2h3D Ltd, based near the Pinewood and Shepperton Studios in the UK, has a film and TV credit list stretching back 15 years. Their work includes Hollywood blockbusters and award-winning projects such as Doctor Who, Golden Compass, Harry Potter, and
Sherlock Holmes, to name a few. During
World War Z preproduction, 2h3D was approached by the film's VFX department to discuss how they might assist in the digital capture of assets for the production, including sets and locations, bodies, costumes, vehicles, and props. The company then worked alongside the VFX department at various locations in Malta, Hungary, Scotland, and England, as well as at Shepperton and Elstree Studios, to deliver close to 100 digital assets to be used in the film.
World War Z is a horror film that recently premiered in movie theaters worldwide to rave reviews. The film, directed by
Marc Forster, was based on the 2006
novel of the same name. The film stars Brad Pitt as Gerry Lane, a former UN investigator who must find a way to stop a
zombie-like pandemic, traveling around the globe to fight this threat to humanity.
To bring the story to the silver screen, Artec scanners were used to digitize weapons, multiple baggage items for the plane crash scene, as well as actors and their elaborate costumes.
For scanning, one Artec MHT (for heads/faces and props) and one Artec L (for bodies) were used, in conjunction with a motorized turntable. Capture of each performer took less than five minutes, and head scans were done in less than a minute. Then, Artec Studio was used to process and edit the scan data before exporting the fused model into other software for processing and poly-sculpting.
2h3d allocated two days for processing/editing of each full body, including merging the higher-resolution head scan with the body data. Sometimes this process took less time, sometimes more - it depended on how still the subject stood and how complex his/her outfit was.
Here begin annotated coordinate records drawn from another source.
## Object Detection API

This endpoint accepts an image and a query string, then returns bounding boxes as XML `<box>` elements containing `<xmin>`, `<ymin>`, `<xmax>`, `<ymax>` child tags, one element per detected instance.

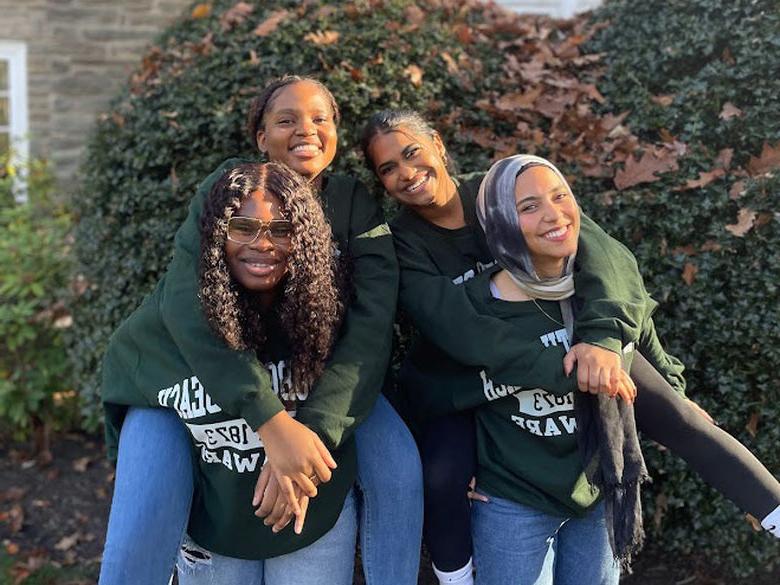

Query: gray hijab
<box><xmin>477</xmin><ymin>154</ymin><xmax>574</xmax><ymax>339</ymax></box>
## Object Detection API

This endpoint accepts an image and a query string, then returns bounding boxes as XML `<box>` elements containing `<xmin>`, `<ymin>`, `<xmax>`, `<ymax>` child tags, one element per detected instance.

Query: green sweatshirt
<box><xmin>103</xmin><ymin>159</ymin><xmax>398</xmax><ymax>558</ymax></box>
<box><xmin>392</xmin><ymin>174</ymin><xmax>682</xmax><ymax>422</ymax></box>
<box><xmin>103</xmin><ymin>304</ymin><xmax>356</xmax><ymax>559</ymax></box>
<box><xmin>160</xmin><ymin>159</ymin><xmax>398</xmax><ymax>448</ymax></box>
<box><xmin>458</xmin><ymin>268</ymin><xmax>679</xmax><ymax>516</ymax></box>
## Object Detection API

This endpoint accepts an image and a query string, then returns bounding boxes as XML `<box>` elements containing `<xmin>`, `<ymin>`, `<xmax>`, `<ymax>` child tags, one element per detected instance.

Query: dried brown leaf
<box><xmin>303</xmin><ymin>30</ymin><xmax>341</xmax><ymax>45</ymax></box>
<box><xmin>748</xmin><ymin>142</ymin><xmax>780</xmax><ymax>177</ymax></box>
<box><xmin>439</xmin><ymin>51</ymin><xmax>460</xmax><ymax>75</ymax></box>
<box><xmin>682</xmin><ymin>262</ymin><xmax>699</xmax><ymax>286</ymax></box>
<box><xmin>496</xmin><ymin>85</ymin><xmax>543</xmax><ymax>112</ymax></box>
<box><xmin>718</xmin><ymin>102</ymin><xmax>742</xmax><ymax>120</ymax></box>
<box><xmin>254</xmin><ymin>10</ymin><xmax>290</xmax><ymax>37</ymax></box>
<box><xmin>54</xmin><ymin>532</ymin><xmax>81</xmax><ymax>550</ymax></box>
<box><xmin>73</xmin><ymin>457</ymin><xmax>92</xmax><ymax>473</ymax></box>
<box><xmin>729</xmin><ymin>181</ymin><xmax>747</xmax><ymax>199</ymax></box>
<box><xmin>674</xmin><ymin>169</ymin><xmax>726</xmax><ymax>191</ymax></box>
<box><xmin>615</xmin><ymin>148</ymin><xmax>679</xmax><ymax>191</ymax></box>
<box><xmin>726</xmin><ymin>207</ymin><xmax>756</xmax><ymax>238</ymax></box>
<box><xmin>191</xmin><ymin>2</ymin><xmax>211</xmax><ymax>20</ymax></box>
<box><xmin>650</xmin><ymin>94</ymin><xmax>674</xmax><ymax>107</ymax></box>
<box><xmin>219</xmin><ymin>2</ymin><xmax>255</xmax><ymax>31</ymax></box>
<box><xmin>404</xmin><ymin>64</ymin><xmax>423</xmax><ymax>87</ymax></box>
In the words of Guy Hauldren, director of 2h3D Ltd. and head of scanning for World War Z: "Considering the quantity of scanning subjects, the numerous locations, the cramped areas we were expected to set up in, and the often narrow setup and capture window, Artec scanners were the only feasible option. With a plug-and-play USB interface and no calibration, they are the perfect tool to use in the often chaotic world of film production. We were delighted with their usability in the field and the resultant data back at the studio, and we continue to utilize them heavily in all our feature production work."